Andriy Polunin

Personal information
- Full name: Andriy Viktorovych Polunin
- Date of birth: 5 March 1971
- Place of birth: Dnipropetrovsk, Ukrainian SSR, USSR
- Date of death: 15 November 2025 (aged 54)
- Place of death: Lutsk, Ukraine
- Height: 1.72 m (5 ft 8 in)
- Position: Midfielder

Youth career
- 1981–1988: Dnipropetrovsk OShISP (UOR)

Senior career*
- Years: Team / Apps / (Gls)
- 1989: Shakhtar Pavlohrad / 1 / (0)
- 1990–1996: Dnipro Dnipropetrovsk / 152 / (23)
- 1997: CSKA Kyiv / 14 / (0)
- 1997: Karpaty Lviv / 14 / (1)
- 1998: Kryvbas Kryvyi Rih / 9 / (2)
- 1998–1999: 1. FC Nürnberg / 16 / (2)
- 1999–2000: FC St. Pauli / 29 / (4)
- 2000–2002: Rot-Weiss Essen / 28 / (1)
- 2002–2003: Dnipro Dnipropetrovsk / 6 / (0)
- 2002–2003: → Dnipro-2 Dnipropetrovsk / 3 / (0)
- 2003–2004: Kryvbas Kryvyi Rih / 1 / (0)

International career
- 1992–1995: Ukraine / 9 / (1)

Managerial career
- 2007: Kryvbas Kryvyi Rih (scout)
- 2007–2008: Naftovyk-Ukrnafta (sports director)
- 2008: Naftovyk-Ukrnafta (president)
- 2008–2012: Naftovyk-Ukrnafta (sports director)
- 2012: Arsenal Kyiv (director)
- 2013–2018: Naftovyk-Ukrnafta (sports director)

= Andriy Polunin =

Ukrainian footballer (1971–2025)

Andriy Viktorovych Polunin (Андрій Вікторович Полунін; 5 March 1971 – 15 November 2025) was a Ukrainian professional footballer who played as a midfielder.

==Career==
Polunin made his professional debut in the Soviet Second League in 1989 for Shakhtar Pavlohrad.

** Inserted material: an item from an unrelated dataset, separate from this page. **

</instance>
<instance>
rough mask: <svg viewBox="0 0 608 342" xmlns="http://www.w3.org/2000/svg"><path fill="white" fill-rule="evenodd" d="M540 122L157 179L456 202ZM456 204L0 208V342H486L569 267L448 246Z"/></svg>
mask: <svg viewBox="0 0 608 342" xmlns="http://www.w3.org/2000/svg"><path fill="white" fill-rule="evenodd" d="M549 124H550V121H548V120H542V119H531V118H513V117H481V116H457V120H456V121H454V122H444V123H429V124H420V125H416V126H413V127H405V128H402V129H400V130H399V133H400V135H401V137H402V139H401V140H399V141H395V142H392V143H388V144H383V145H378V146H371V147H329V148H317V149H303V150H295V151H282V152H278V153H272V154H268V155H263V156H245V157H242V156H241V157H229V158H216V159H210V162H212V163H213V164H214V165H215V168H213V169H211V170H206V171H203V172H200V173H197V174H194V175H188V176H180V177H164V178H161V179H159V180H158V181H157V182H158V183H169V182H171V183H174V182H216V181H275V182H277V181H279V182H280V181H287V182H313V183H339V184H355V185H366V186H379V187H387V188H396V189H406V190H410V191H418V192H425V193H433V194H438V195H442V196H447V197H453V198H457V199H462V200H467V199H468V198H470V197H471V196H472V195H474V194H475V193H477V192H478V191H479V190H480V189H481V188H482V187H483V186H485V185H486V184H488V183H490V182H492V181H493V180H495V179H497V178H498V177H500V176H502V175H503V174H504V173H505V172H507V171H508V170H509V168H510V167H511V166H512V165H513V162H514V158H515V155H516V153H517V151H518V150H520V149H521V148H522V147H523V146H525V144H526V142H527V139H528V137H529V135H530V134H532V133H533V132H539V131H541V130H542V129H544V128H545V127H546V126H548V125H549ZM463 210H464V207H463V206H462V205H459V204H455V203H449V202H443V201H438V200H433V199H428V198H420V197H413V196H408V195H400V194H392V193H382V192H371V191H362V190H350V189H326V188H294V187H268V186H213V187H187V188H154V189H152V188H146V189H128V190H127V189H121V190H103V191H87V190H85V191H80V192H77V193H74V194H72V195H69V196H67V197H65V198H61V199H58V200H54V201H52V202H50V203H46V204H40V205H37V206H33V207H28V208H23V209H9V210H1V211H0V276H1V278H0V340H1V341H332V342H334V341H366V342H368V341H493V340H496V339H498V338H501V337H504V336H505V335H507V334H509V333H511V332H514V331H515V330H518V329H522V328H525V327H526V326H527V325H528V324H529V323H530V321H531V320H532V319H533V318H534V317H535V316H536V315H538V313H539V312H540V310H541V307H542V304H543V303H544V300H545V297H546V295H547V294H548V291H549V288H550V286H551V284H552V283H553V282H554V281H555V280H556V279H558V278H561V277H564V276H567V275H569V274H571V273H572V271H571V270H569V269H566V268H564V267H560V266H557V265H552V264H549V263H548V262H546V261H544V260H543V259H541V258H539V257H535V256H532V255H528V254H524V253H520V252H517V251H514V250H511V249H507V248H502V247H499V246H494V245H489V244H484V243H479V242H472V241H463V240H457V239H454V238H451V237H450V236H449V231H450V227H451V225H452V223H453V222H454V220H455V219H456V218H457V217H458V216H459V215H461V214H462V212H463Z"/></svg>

He spent the majority of his playing career at Dnipro Dnipropetrovsk. He won nine caps for Ukraine, scoring one goal, in a 3–1 defeat to Italy in a Euro 96 qualifier in Bari in November 1995.

From 2007, Polunin worked as a sports director with Naftovyk-Ukrnafta.

==Death==
Polunin died on 15 November 2025, at the age of 54, having suffered a heart attack after playing in a veterans' match in Lutsk.